Abstract
The abalone, Haliotis iris and H australis, are candidates for aquaculture in New Zealand. There are some fundamental difficulties facing aquaculturists attempting to farm these species. New Zealand abalone farmers often have difficulty in sourcing abalone from the wild that are ripe enough to be spawned. There is also a lack of information on protocols for conditioning wild broodstock for successful spawning induction. In addition, there are difficulties with induction of spawning of ripe abalone to yield high quality eggs. These problems stimulated the undertaking of this study with the broad aim of developing a better understanding of the environmental, chemical and hormonal aspects of reproduction of these two species.

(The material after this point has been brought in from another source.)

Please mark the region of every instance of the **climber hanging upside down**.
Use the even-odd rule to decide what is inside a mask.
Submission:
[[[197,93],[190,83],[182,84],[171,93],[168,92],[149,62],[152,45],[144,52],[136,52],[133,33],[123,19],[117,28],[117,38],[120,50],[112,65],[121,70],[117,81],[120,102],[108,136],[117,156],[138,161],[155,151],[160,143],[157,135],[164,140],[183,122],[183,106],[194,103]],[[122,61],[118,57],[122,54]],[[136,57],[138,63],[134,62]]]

The reproductive cycles of Haliotis iris in southern New Zealand (Picton, Warrington and Stewart Island) and H australis (Warrington) were examined histologically over a 24-month period. Gonad index, oocyte size frequency and standardised residual analysis were applied to document gametogenic cycles and spawning events. The H iris population at Picton displayed an annual reproductive cycle, with gonad development and spawning between sexes occurring asynchronously (ANOVA, P=0.006). Spawning in this population occurred during winter and early spring in both 1997 and 1998. A pre-spawning peak in gonad increment was observed in summer and autumn months. The gonad indices of males were higher in January to April 1997 than for the females but the reverse occurred in the same months in 1998. These findings demonstrate how temporally variable the reproductive cycle can be between years in a population. The reproductive cycle of the Stewart Island population was not annual but gonad development and spawning between sexes was synchronous (ANOV A, P=0.96). A large spawning occurred in late winter and early spring in 1998 and a partial spawning in autumn 1998. No spawning occurred in 1997 although the goand index remained consistently high (between 71-85%). Warrington population showed consistently low gonad indices with very small seasonal fluctuations. There was some evidence of spawnings in summer and autumn in 1996-97. The mean gonad index remained between 35-60% until the end of 1997 but afterwards climbed close to 70% but no spawning was observed in 1998. The reproductive cycle of the H australis population in Warrington was annual and synchronous among sexes (ANOVA, P=0.48). Spawning occurred in summer and autumn in both 1997 and 1998. Another major spawning was recorded in the spring of 1996, but this was not repeated in 1997.
There was no relationship between photoperiod and changes in gonad development in H iris (Picton, r2=0.036, Warrington, r2=0.003 and Stewart Island, r2=0.0l 7) and H australis (r2=0.009). However, the H iris population at Picton showed a positive correlation between gonad development and sea surface temperature (P<0.05), but no such relationship was observed for the other sites. The changes in gonad indices in the Warrington and Stewart Island populations showed a strong relationship with the effective accumulative temperatures (EAT), which is the cumulative temperature above the Biological Zero Point (BZP) temperature.